Беренс тут же ввел многообещающего молодого писателя, новоприобретенного автора для своего журнала, в высокоинтеллектуальные литературные круги. Это были: Софус Клауссен, Юханнес Йоргенсен, Софус Микаэлис, Вигго Штюкенберг, Вальдемар Ведель
{14}. Главной своей задачей они считали ниспровержение литературных и политических идолов предшествующего поколения.Так Гамсун впервые оказался в высокоинтеллектуальной литературной среде: «…Как хорошо мне здесь, в этой стране! Поверь мне, вся здешняя атмосфера, то, как организована жизнь, находятся в глубочайшей гармонии с моим сознанием, с моей натурой! Я в Европе, и сам, благодарение Господу, Европеец! Здесь у человека есть время, чтобы жить, — да, здесь у человека есть время — есть возможность останавливаться перед витринами книжных магазинов и разглядывать выставленные книги, читать их названия, и этим занимаются не только книжные черви вроде меня…» — с радостью сообщал он знакомым в Миннеаполисе
[45].Этой осенью ему исполнилось двадцать девять лет, и он много читал, чтобы встать вровень со своими оппонентами в литературных дебатах. Беренс дал ему почитать историю литературы Георга Брандеса. Гамсун все более и более развивал свои творческие принципы: «Требование стилистической оригинальности и требование глубокого проникновения во внутреннюю суть персонажей».
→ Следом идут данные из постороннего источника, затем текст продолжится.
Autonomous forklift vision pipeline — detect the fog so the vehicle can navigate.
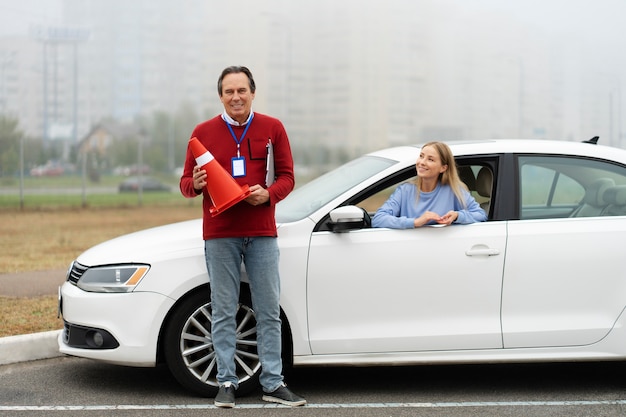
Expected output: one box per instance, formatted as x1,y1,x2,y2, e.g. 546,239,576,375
0,0,626,158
Подобно своим литературным собратьям, в это время Гамсун стал увлекаться газетными и журнальными статьями, посвященными проблемам душевной жизни и нервам. В это время медицинская наука открыла неизвестную ранее область подсознательного, невротического и патологического. Во многих странах писатели и критики начали проявлять интерес к этой области знания. Нервные явления, душевная жизнь — все это поражало воображение Гамсуна. Он рано начал размышлять над дикими припадками, которыми страдала его мать. В последние годы он все больше и больше задумывался о нервных явлениях, присущих его родне и в чем-то ему самому. Его интересовало, проявится ли нервное заболевание у него самого, если он живет совсем другой жизнью? А его собственная нервная утонченность, может быть, признак избранности, признак того, что он более развитый индивид, нежели другие? И быть может, разум имеет меньшее значение в жизни, нежели подсознание и инстинкт? Герои Достоевского, с творчеством которого он познакомился в Америке, восстают против разума. А разве он сам не такой, как они?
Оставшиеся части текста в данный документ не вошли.